There's something undeniably (and quantifiably) different about this USMNT 'golden generation'

Back in late February, just before the coronavirus pandemic hit, former United States men’s national team and current New England Revolution coach Bruce Arena was sitting in a hotel lobby, discussing the USMNT player pool, when it was suggested to him that the current crop of American youngsters beginning to break through at the highest levels of the sport marked an unprecedented development in the country’s soccer history.

“You’re completely wrong,” Arena said. “You don’t think we ever had young players playing in clubs in Europe? We’ve had good players before. Players from other countries are getting sold to big clubs, they’re not having parades over it.

“You idiots hype up every kid that steps on the field as the next star,” he added, speaking of the media. “It’s ridiculous.”

Arena, of course, is the wise-cracking Brooklyn-born coach who took the USMNT within a whisker of a World Cup semifinal in 2002 — the USMNT’s best showing in the event in the last 90 years — and also the man who was at the helm in 2017 when an aging American squad failed to qualify for the planet’s greatest sporting party for the first time in more than three decades. In other words, he’s seen it all, including countless prodigies who in some cases failed to become even journeymen pros, let alone world beaters.

Yet in the almost-three years since the catastrophe in Couva, Trinidad and Tobago, where an unthinkable loss to the hosts ushered in the lowest moment in program history, a number of blue-chip talents have emerged as regular contributors in some the best leagues in the world, an obvious sign of hope for the future.

Tyler Adams (right) scored the biggest club goal by an American men's soccer player ever last week in the Champions League. (Photo by Julian Finney - UEFA/UEFA via Getty Images)
Tyler Adams (right) scored the biggest club goal by an American men's soccer player ever last week in the Champions League. (Photo by Julian Finney - UEFA/UEFA via Getty Images)

Christian Pulisic, 21, was nominated for the Premier League’s best young player award following his often spectacular first season with English titan Chelsea. Borussia Dortmund’s Giovanni Reyna, the 17-year-old son of two-time U.S. World Cup captain Claudio Reyna and former U.S. women’s national teamer Danielle Egan, became the youngest American ever to appear in the UEFA Champions League a few days before Arena spoke to Yahoo Sports.

And last week, 21-year-old Tyler Adams scored the most significant goal ever by an American at club level, one that gave RB Leipzig a last-gasp 2-1 win over Atletico Madrid and sent it to Tuesday’s Champions League semifinal against Paris Saint-Germain. If he plays in that match, as expected, Adams will become just the second Yank to appear in the final four of Europe’s top club competition, after DaMarcus Beasley with PSV Eindhoven in 2005.

Three players does not equal a golden generation, to be sure. But there are other promising signs. Another 21-year-old, Schalke’s Weston McKennie, has been a starter in the German Bundesliga for three seasons and has played in the knockout stage of the Champions League. Striker Josh Sargent, just 20, already has almost 40 Bundesliga appearances under his belt. And last September, 19-year-old Ajax fullback Sergino Dest became one of just two American teenagers to start a Champions League match, joining Pulisic, who did it with Dortmund at 17.
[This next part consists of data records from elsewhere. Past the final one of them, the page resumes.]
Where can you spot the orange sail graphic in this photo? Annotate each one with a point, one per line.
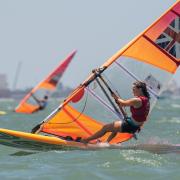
(153, 57)
(29, 103)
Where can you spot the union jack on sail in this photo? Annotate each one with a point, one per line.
(169, 40)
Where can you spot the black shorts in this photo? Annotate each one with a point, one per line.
(128, 127)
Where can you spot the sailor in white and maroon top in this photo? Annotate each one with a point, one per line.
(139, 107)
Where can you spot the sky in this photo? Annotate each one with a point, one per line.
(41, 33)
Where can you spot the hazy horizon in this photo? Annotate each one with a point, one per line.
(40, 34)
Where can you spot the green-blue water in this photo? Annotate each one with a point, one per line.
(162, 128)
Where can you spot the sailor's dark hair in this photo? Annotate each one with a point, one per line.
(142, 85)
(45, 97)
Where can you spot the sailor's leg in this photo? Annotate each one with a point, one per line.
(111, 127)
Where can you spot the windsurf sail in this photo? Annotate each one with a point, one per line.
(153, 57)
(29, 103)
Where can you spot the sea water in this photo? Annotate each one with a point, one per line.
(162, 128)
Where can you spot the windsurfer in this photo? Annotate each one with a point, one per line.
(139, 107)
(42, 103)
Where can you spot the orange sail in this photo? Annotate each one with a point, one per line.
(153, 57)
(29, 104)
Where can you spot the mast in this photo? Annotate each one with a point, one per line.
(16, 77)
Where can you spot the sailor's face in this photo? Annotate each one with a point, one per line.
(135, 90)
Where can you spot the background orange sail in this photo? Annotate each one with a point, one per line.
(28, 104)
(153, 57)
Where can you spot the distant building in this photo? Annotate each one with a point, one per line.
(4, 91)
(3, 82)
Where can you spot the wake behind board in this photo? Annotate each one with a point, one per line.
(28, 141)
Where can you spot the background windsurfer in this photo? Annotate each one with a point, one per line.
(42, 103)
(139, 107)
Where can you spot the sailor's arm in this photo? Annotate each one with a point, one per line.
(112, 135)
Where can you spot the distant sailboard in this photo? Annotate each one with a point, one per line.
(29, 104)
(90, 105)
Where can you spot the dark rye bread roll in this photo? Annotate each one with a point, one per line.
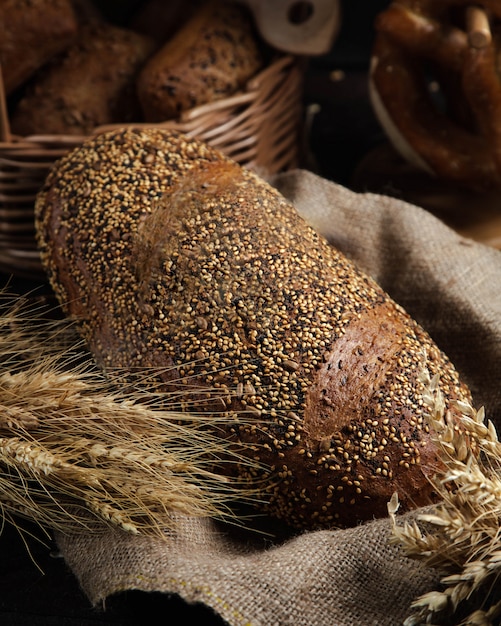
(32, 32)
(212, 55)
(92, 83)
(173, 257)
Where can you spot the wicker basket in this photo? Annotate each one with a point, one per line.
(259, 128)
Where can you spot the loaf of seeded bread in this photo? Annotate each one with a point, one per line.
(174, 259)
(90, 84)
(32, 33)
(210, 57)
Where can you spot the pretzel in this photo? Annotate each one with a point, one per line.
(454, 131)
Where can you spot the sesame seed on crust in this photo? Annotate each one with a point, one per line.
(173, 258)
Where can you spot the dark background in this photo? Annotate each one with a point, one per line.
(36, 587)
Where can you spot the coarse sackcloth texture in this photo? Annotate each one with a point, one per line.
(452, 286)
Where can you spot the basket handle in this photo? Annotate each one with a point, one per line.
(4, 118)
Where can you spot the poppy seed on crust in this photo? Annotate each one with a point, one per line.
(174, 258)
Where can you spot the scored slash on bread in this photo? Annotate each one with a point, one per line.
(177, 261)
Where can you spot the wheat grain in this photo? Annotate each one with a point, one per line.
(75, 448)
(459, 537)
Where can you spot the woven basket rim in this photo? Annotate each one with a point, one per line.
(280, 62)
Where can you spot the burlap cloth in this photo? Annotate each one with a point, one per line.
(340, 577)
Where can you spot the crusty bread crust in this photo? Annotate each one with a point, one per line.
(32, 33)
(175, 258)
(92, 83)
(209, 58)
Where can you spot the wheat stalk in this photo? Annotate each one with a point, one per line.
(76, 449)
(460, 536)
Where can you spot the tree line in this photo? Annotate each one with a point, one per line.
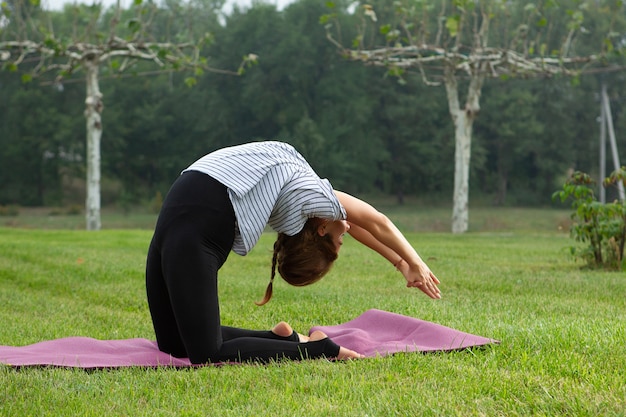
(357, 125)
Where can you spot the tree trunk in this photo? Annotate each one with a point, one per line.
(463, 122)
(93, 111)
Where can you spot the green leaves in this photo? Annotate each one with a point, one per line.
(601, 226)
(452, 24)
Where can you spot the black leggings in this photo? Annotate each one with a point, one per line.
(192, 239)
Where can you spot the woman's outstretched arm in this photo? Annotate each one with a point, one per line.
(376, 231)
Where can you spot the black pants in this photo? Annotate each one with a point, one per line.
(193, 237)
This? This is entirely new. With all due respect to Arena, the U.S. has never had this many players, this young, playing regularly with top-flight European clubs as relevant as some of the ones mentioned above. The country has had good players before, but it’s never had six of them between the ages of 17 and 21 who are key players for teams competing in the Prem, Bundesliga or Champions League.

Arena is right to preach caution with young players. Even diehard USMNT fans might not remember or know that Manchester United, during its height in the 1990s and 2000s, was home to young Americans Kenny Cooper, Jovan Kirovski, John Thorrington, Jonathan Spector and Tim Howard. Only Howard ended up playing more than a handful of games for the club. Cooper, Kirovski and Thorrington never cracked the first team or made a U.S. World Cup roster.

More recently, prospects such as Joe Gyau, Julian Green and Matt Miazga saw minutes with Dortmund, Bayern Munich and Chelsea, respectivekly, before eventually finding their level in lower leagues.

“What people don’t realize is the big clubs in the world invest millions and millions of dollars into these players hoping that one out of 10 make it, or one out of 20,” Arena said. “It’s a crapshoot.”

It’s true. Perhaps the biggest reason the U.S. failed to qualify for Russia 2018 was because of the so-called lost generation of U.S. players born in the early- to mid-’90s who failed to pan out as many hoped, as difference-makers in their prime able to bridge the gap between a then-teenage Pulisic and aged veterans like Howard and Clint Dempsey.

But with Pulisic, Adams and Reyna leading the way as regular contributors with three of Europe’s most prominent teams, this new cohort of U.S. players has already hit some uncharted data points. That’s all it is for now; what happens day-in, day-out over the next decade — not least their ability to stay healthy — will ultimately determine their legacies.

But hey, every golden generations has to start somewhere.